December 12, 2012 at 3:00 am
Saudi plans indicate that commercial ambitions outweigh the protection of the spiritual and cultural history of Islam.


As noted in the Arab News, the top floor of the mataf would be altered to add a moving walkway carrying pilgrims around the Ka'bah. The new plan would provide access to the circumambulation area from outside the walls of the Grand Mosque, without crossing the floor of the mosque. Bridges and pedestrian lanes are to be included in the structure to "reduce crowding" during the Hajj, at the same time as, illogically, the Wahhabis claim they will greatly expand the capacity for pilgrims.
Saudi and other Muslim sources express concern that Al-Sudais and his Wahhabi accomplices are lying about their intentions in the project. Dr. Hatoon Al-Fassi, a female Meccan native, distinguished Sufi, and history professor at King Saud University in Riyadh, who, let it be noted, refuses to cover her face in public with the Wahhabi-imposed niqab or face veil, has accused the Saudi Bin Laden construction conglomerate, which is supervising the rebuilding of the mosque, of seeking to "turn Mecca into Las Vegas." Specifically, Al-Fassi charges that the reconstruction plans include "tearing down the ancient Ottoman-style galleries and rebuilding 'identical' galleries further away." Al-Fassi cites an unnamed official of the Saudi Ministry of Hajj Affairs as the source of this information.
Al-Fassi alleges further that the new galleries would support "new towers… featuring hotels, restaurants, and malls."
The precincts of the Grand Mosque already include new buildings, which house a clock tower and hotel complexes that dwarf the Mosque and the Ka'bah. Saudi plans indicate that commercial ambitions outweigh the protection of the spiritual and cultural legacy of Islam.
In an admission that the grandiose refurbishing of Mecca has harmed the Islamic heritage of the sacred city, Muhammad Abdullah Idris, author of the architectural upgrading study, told the Arab News that demolition blasts during erection of the outsized and overbearing recent structures near the Grand Mosque have undermined the strength of the mosque and, especially, its pillars.

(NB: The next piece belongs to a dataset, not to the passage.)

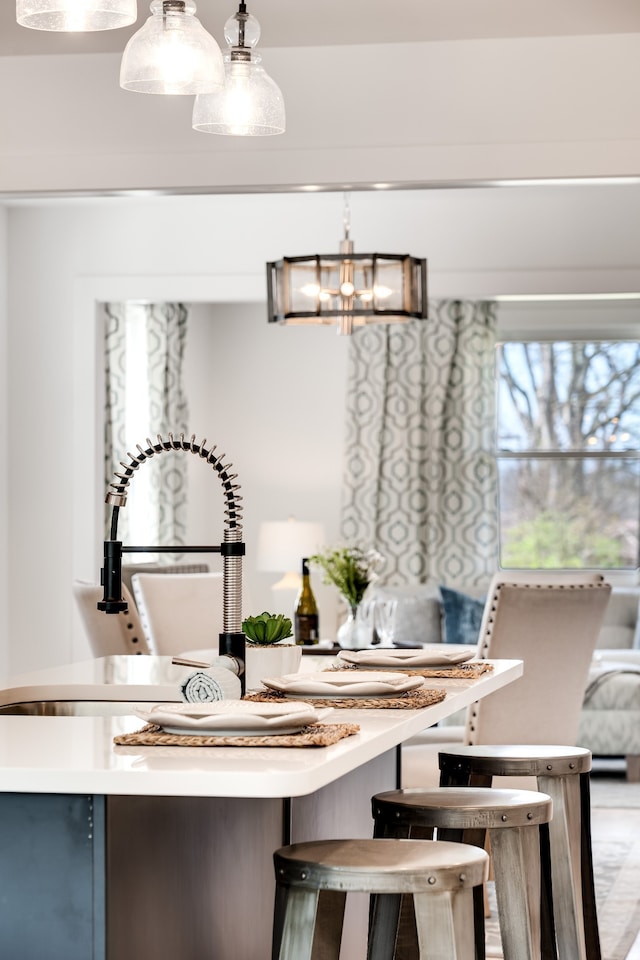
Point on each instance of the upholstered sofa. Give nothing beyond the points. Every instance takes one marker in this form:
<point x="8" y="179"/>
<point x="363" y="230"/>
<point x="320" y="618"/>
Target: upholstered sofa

Saudi King Abdullah ordered a halt to a proposed expansion of the Prophet's Mosque in Medina after a major article was published in The Independent (London) by the Islamic Heritage Research Foundation, exposing the Wahhabi plans and opposing to the concept. The article was re-published worldwide by other newspapers and generated significant media coverage. The Medina expansion would have involved serious historical vandalism. It is to be hoped that similar opposition will move the King to halt the defacement of the Grand Mosque in Mecca.